Otah walked back to his rooms alone. The palace wasn't quiet or still. Perhaps it never wholly was. But the buzzing fury of the day had given way to a slower pace. Fewer servants made their way down the halls. The members of the high families who had business here had largely gone back to their own palaces, walking stone paths chipped by the spurs and boot nails of Galtic soldiers, passing through arches whose gold and silver adornments had been hacked off by Galtic axes. They went to palaces where the highest men and women of Galt had come as guests, eating beef soup and white bread and fruit tarts. Sipping tea and wine and water and working, some of them at least, to build a common future.

And Idaan had come to warn him against Maati.

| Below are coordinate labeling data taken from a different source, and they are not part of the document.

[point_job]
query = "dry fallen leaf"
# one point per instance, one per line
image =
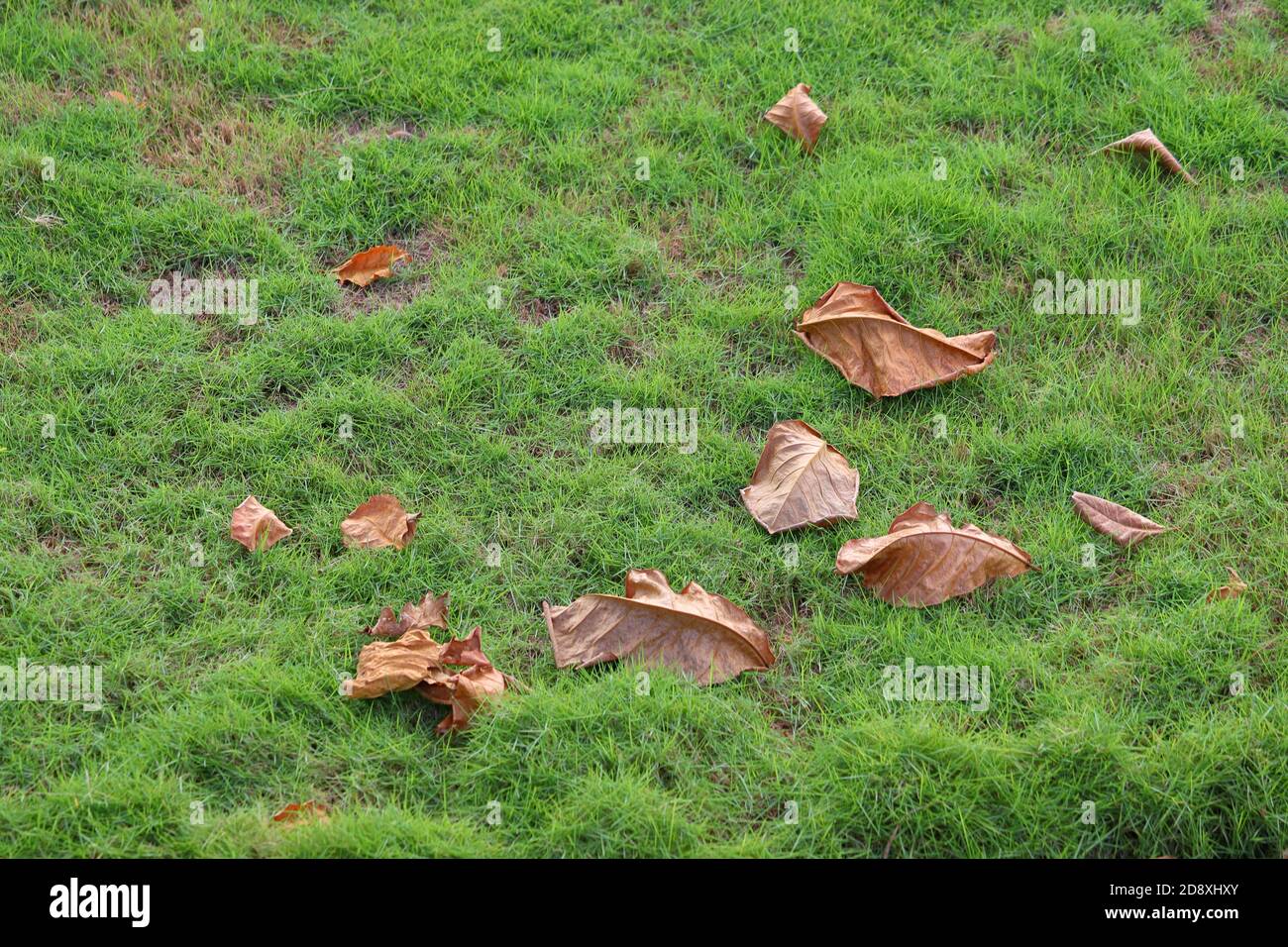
(123, 98)
(877, 350)
(369, 265)
(798, 115)
(377, 523)
(800, 480)
(417, 661)
(1145, 142)
(296, 812)
(256, 526)
(432, 612)
(925, 560)
(1119, 523)
(1235, 587)
(696, 633)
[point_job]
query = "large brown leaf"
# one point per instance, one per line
(429, 612)
(1233, 589)
(798, 115)
(417, 661)
(1146, 144)
(800, 480)
(925, 560)
(377, 523)
(256, 526)
(877, 350)
(296, 812)
(366, 266)
(1124, 526)
(698, 634)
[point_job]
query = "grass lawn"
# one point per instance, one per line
(1111, 684)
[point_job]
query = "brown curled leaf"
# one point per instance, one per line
(798, 115)
(429, 612)
(1233, 589)
(923, 560)
(124, 98)
(256, 526)
(296, 812)
(366, 266)
(800, 480)
(877, 350)
(1146, 144)
(377, 523)
(1124, 526)
(695, 633)
(417, 661)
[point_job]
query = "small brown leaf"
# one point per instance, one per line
(417, 661)
(1235, 587)
(377, 523)
(1145, 142)
(800, 480)
(696, 633)
(115, 95)
(256, 526)
(1119, 523)
(296, 812)
(798, 115)
(432, 612)
(923, 560)
(369, 265)
(877, 350)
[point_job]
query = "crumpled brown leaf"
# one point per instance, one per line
(798, 115)
(366, 266)
(1124, 526)
(800, 480)
(417, 661)
(877, 350)
(1145, 142)
(923, 560)
(296, 812)
(696, 633)
(377, 523)
(124, 98)
(430, 612)
(256, 526)
(1233, 589)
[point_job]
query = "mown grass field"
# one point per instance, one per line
(1109, 684)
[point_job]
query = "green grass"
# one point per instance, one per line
(1109, 684)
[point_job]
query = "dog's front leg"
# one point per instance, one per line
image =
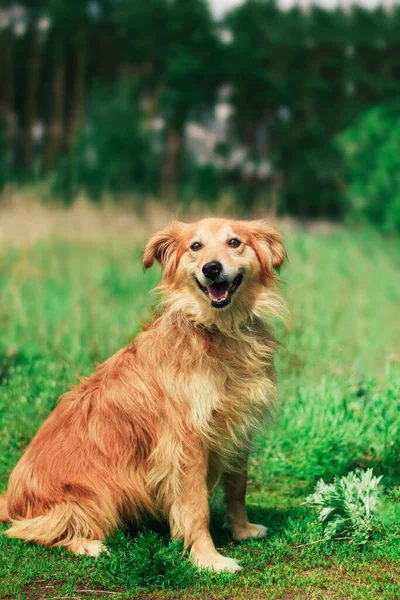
(235, 486)
(189, 515)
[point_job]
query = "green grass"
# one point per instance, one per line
(64, 307)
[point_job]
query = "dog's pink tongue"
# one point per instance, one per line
(218, 290)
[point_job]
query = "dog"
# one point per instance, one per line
(160, 422)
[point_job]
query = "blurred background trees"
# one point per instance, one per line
(157, 97)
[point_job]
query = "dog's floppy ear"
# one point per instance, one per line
(164, 247)
(268, 245)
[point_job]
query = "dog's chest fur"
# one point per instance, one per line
(233, 389)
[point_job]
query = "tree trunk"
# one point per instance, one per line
(56, 124)
(35, 61)
(171, 167)
(7, 90)
(78, 92)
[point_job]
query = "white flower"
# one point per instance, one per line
(264, 169)
(225, 35)
(43, 24)
(223, 111)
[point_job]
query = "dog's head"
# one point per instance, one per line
(216, 264)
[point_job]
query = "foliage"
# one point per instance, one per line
(371, 148)
(348, 507)
(66, 306)
(147, 562)
(113, 151)
(295, 79)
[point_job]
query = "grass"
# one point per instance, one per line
(66, 305)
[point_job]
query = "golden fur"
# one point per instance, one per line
(158, 423)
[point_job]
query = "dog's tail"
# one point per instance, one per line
(4, 516)
(65, 523)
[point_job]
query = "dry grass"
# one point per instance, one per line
(24, 219)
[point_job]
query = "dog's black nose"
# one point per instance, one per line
(212, 269)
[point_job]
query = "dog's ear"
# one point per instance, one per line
(267, 243)
(163, 247)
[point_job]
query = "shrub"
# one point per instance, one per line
(113, 151)
(348, 506)
(371, 148)
(147, 562)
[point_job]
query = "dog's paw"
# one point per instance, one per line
(247, 531)
(219, 563)
(88, 547)
(223, 563)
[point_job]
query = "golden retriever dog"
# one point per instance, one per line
(159, 423)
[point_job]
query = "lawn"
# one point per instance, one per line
(65, 306)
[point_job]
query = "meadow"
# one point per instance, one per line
(65, 305)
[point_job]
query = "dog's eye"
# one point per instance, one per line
(196, 246)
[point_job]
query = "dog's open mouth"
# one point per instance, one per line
(220, 294)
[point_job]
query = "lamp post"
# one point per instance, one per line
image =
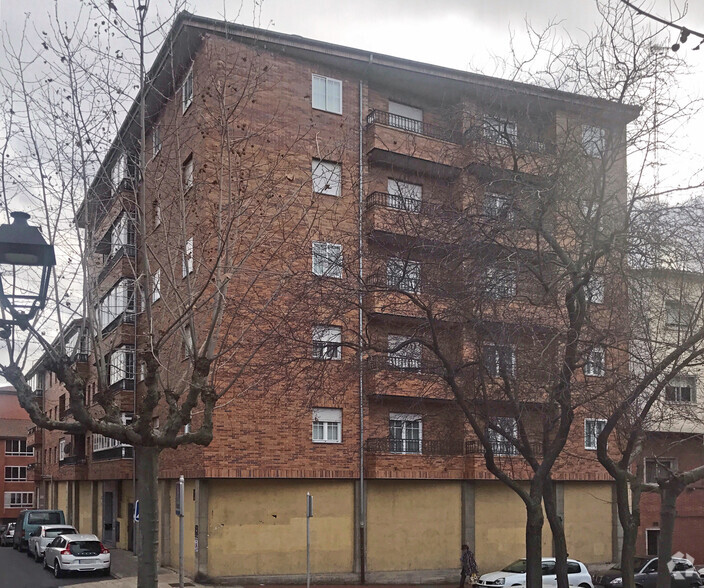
(22, 247)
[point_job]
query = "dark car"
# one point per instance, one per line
(646, 574)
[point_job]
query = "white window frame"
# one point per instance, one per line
(591, 436)
(327, 259)
(327, 342)
(323, 94)
(327, 425)
(594, 368)
(404, 195)
(405, 441)
(497, 351)
(188, 257)
(327, 177)
(403, 275)
(187, 91)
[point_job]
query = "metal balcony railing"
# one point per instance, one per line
(409, 125)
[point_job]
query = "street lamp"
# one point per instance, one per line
(23, 248)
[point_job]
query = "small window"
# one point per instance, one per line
(188, 257)
(327, 425)
(187, 90)
(327, 342)
(403, 275)
(187, 173)
(681, 389)
(595, 364)
(500, 360)
(404, 196)
(658, 469)
(500, 282)
(592, 430)
(593, 140)
(327, 177)
(156, 140)
(327, 94)
(327, 259)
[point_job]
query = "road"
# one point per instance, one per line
(19, 571)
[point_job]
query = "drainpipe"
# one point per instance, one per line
(362, 501)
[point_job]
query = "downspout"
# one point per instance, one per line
(362, 500)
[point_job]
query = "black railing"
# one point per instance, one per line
(410, 125)
(521, 142)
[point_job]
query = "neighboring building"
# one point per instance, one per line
(16, 458)
(407, 131)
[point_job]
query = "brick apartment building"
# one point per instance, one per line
(16, 458)
(366, 140)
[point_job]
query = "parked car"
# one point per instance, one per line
(29, 521)
(646, 573)
(515, 574)
(44, 535)
(76, 553)
(7, 535)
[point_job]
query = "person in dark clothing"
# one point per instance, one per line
(469, 566)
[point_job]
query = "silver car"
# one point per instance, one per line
(76, 553)
(44, 535)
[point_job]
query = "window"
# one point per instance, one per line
(327, 342)
(681, 389)
(187, 90)
(594, 364)
(156, 140)
(594, 290)
(500, 443)
(405, 117)
(327, 94)
(15, 473)
(501, 131)
(407, 357)
(677, 314)
(188, 257)
(658, 468)
(405, 433)
(403, 274)
(592, 430)
(19, 499)
(404, 196)
(156, 285)
(500, 359)
(327, 425)
(187, 173)
(327, 177)
(500, 282)
(498, 206)
(17, 447)
(593, 140)
(327, 259)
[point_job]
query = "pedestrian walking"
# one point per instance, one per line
(469, 567)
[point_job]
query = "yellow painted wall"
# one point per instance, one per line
(413, 525)
(259, 526)
(500, 527)
(588, 521)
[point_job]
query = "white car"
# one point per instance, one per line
(45, 534)
(76, 553)
(515, 574)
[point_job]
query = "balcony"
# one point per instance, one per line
(392, 139)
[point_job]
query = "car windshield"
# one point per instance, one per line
(84, 547)
(60, 531)
(517, 567)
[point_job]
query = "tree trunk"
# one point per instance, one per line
(558, 534)
(147, 482)
(534, 544)
(668, 513)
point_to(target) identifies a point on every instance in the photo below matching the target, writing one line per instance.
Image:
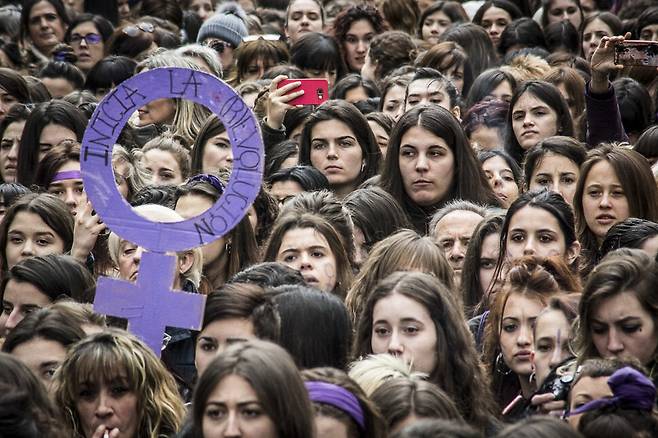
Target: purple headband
(341, 398)
(69, 174)
(631, 390)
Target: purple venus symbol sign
(149, 304)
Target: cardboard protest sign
(150, 305)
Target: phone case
(316, 91)
(637, 53)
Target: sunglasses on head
(219, 45)
(133, 31)
(266, 37)
(89, 39)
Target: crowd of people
(459, 242)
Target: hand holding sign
(150, 305)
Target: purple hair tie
(210, 179)
(69, 174)
(338, 397)
(631, 390)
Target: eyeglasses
(89, 39)
(218, 45)
(208, 178)
(133, 31)
(266, 37)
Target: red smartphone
(637, 53)
(316, 91)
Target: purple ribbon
(69, 174)
(339, 397)
(631, 390)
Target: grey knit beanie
(226, 25)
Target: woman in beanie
(224, 32)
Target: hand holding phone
(316, 91)
(638, 53)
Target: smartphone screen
(637, 53)
(316, 91)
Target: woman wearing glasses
(43, 23)
(87, 36)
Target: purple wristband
(339, 397)
(69, 174)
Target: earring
(502, 369)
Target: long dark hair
(469, 182)
(550, 95)
(459, 372)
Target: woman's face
(592, 35)
(488, 259)
(45, 26)
(534, 231)
(604, 200)
(42, 356)
(9, 150)
(20, 298)
(434, 26)
(29, 236)
(217, 154)
(502, 92)
(87, 44)
(357, 42)
(157, 111)
(110, 404)
(52, 135)
(501, 179)
(308, 251)
(516, 338)
(403, 327)
(494, 21)
(552, 334)
(304, 16)
(189, 206)
(557, 173)
(456, 75)
(234, 410)
(427, 166)
(130, 255)
(585, 390)
(532, 120)
(381, 136)
(336, 152)
(162, 167)
(394, 101)
(69, 188)
(218, 335)
(203, 8)
(564, 10)
(621, 326)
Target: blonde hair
(370, 373)
(527, 68)
(163, 214)
(137, 177)
(115, 354)
(404, 250)
(189, 116)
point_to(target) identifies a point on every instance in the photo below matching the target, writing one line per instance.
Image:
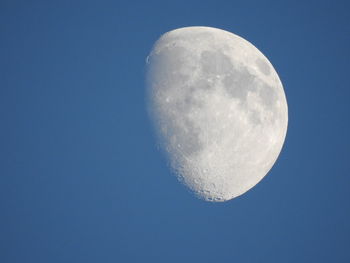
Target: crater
(215, 63)
(239, 82)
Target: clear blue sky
(81, 179)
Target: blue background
(81, 179)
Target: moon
(218, 109)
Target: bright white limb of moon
(218, 108)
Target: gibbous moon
(218, 108)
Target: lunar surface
(218, 108)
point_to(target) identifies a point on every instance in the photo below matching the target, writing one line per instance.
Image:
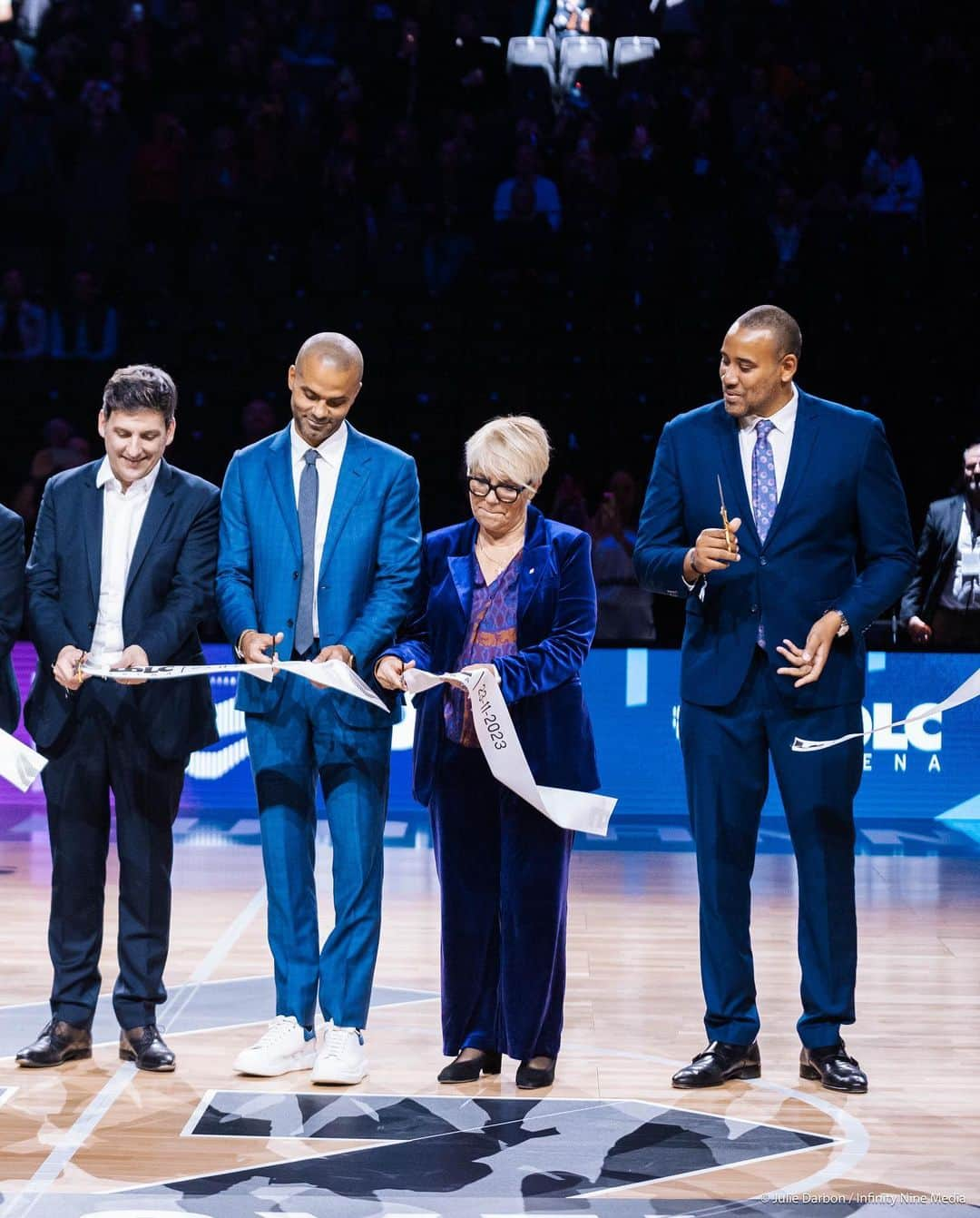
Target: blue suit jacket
(11, 612)
(168, 594)
(840, 538)
(368, 570)
(541, 683)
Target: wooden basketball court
(612, 1136)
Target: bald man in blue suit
(818, 547)
(320, 545)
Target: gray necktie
(309, 495)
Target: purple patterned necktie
(763, 491)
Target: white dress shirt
(780, 438)
(962, 588)
(330, 455)
(122, 520)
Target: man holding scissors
(777, 603)
(121, 572)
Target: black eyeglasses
(505, 491)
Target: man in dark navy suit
(11, 611)
(122, 570)
(776, 611)
(941, 605)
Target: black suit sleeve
(191, 594)
(11, 580)
(45, 622)
(926, 563)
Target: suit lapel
(804, 435)
(534, 560)
(92, 530)
(351, 481)
(157, 509)
(733, 476)
(279, 467)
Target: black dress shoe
(146, 1047)
(530, 1076)
(719, 1064)
(834, 1068)
(469, 1069)
(59, 1043)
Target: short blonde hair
(513, 447)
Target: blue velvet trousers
(505, 877)
(727, 753)
(289, 750)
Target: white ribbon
(18, 764)
(966, 692)
(498, 740)
(328, 675)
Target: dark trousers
(727, 753)
(107, 751)
(505, 877)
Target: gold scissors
(724, 516)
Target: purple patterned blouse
(492, 631)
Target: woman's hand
(476, 669)
(389, 672)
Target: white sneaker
(281, 1047)
(341, 1058)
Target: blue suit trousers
(727, 755)
(505, 882)
(289, 748)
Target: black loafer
(530, 1076)
(469, 1071)
(719, 1064)
(59, 1043)
(146, 1047)
(834, 1068)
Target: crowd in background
(202, 184)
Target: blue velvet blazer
(541, 683)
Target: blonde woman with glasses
(513, 592)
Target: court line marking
(107, 994)
(22, 1203)
(330, 1154)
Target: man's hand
(132, 658)
(711, 552)
(335, 652)
(389, 672)
(67, 665)
(255, 645)
(808, 663)
(920, 631)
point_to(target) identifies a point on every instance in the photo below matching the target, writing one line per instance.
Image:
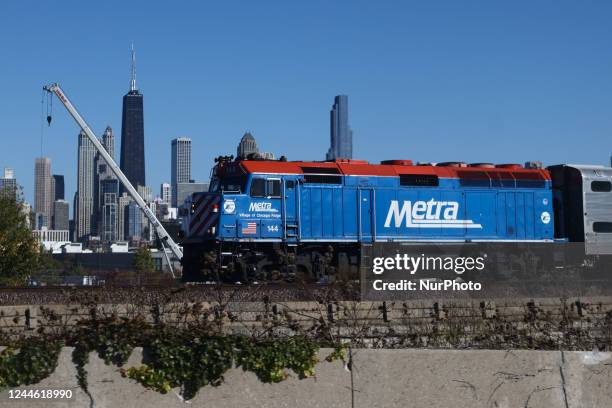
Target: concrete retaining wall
(378, 378)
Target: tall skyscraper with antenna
(132, 161)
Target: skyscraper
(123, 216)
(165, 193)
(61, 215)
(59, 186)
(104, 176)
(108, 141)
(341, 135)
(181, 165)
(42, 190)
(8, 184)
(132, 160)
(109, 224)
(84, 209)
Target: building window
(601, 186)
(602, 227)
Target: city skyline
(426, 83)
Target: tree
(143, 262)
(19, 249)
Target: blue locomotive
(263, 218)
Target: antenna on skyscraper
(133, 81)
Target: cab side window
(274, 188)
(258, 187)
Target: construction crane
(163, 235)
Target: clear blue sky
(429, 80)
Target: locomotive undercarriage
(244, 262)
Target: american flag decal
(251, 228)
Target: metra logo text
(427, 214)
(262, 206)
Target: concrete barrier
(378, 378)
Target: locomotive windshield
(231, 184)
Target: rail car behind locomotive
(265, 217)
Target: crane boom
(159, 228)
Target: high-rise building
(108, 141)
(181, 165)
(43, 200)
(109, 222)
(341, 135)
(104, 176)
(61, 213)
(123, 216)
(58, 180)
(8, 184)
(85, 209)
(165, 193)
(247, 146)
(134, 224)
(132, 161)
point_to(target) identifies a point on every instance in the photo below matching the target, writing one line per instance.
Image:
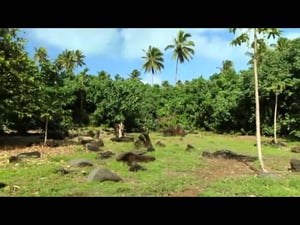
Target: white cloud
(211, 43)
(148, 79)
(89, 41)
(135, 40)
(292, 35)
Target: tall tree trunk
(152, 78)
(275, 118)
(81, 107)
(176, 71)
(46, 130)
(257, 111)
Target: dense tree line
(40, 93)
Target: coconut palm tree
(135, 74)
(79, 58)
(154, 60)
(66, 60)
(40, 55)
(182, 49)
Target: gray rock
(267, 175)
(102, 174)
(80, 163)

He slept poorly and woke tired. The Master of Tides attended him as he was bathed and dressed. The day was full from dawn to nightfall. Sixteen audiences had been requested, falling almost equally between members of the utkhaiem and the Galts. Three of the Galtic houses had left letters strongly implying that they had daughters who might be pressed to serve should Ana Dasin refuse. One of the priests at the temple had left a request to preach against the recalcitrance of women who failed to offer up sex. Two of the trading houses had made it clear that they wished to be released from shipping contracts to ChaburiTan. The Master of Tides droned and listed and laid out the form of another painful, endless, wasted day. When the stars came out again, Otah knew he would feel like a wrung towel and all the great problems he faced would still be unsolved.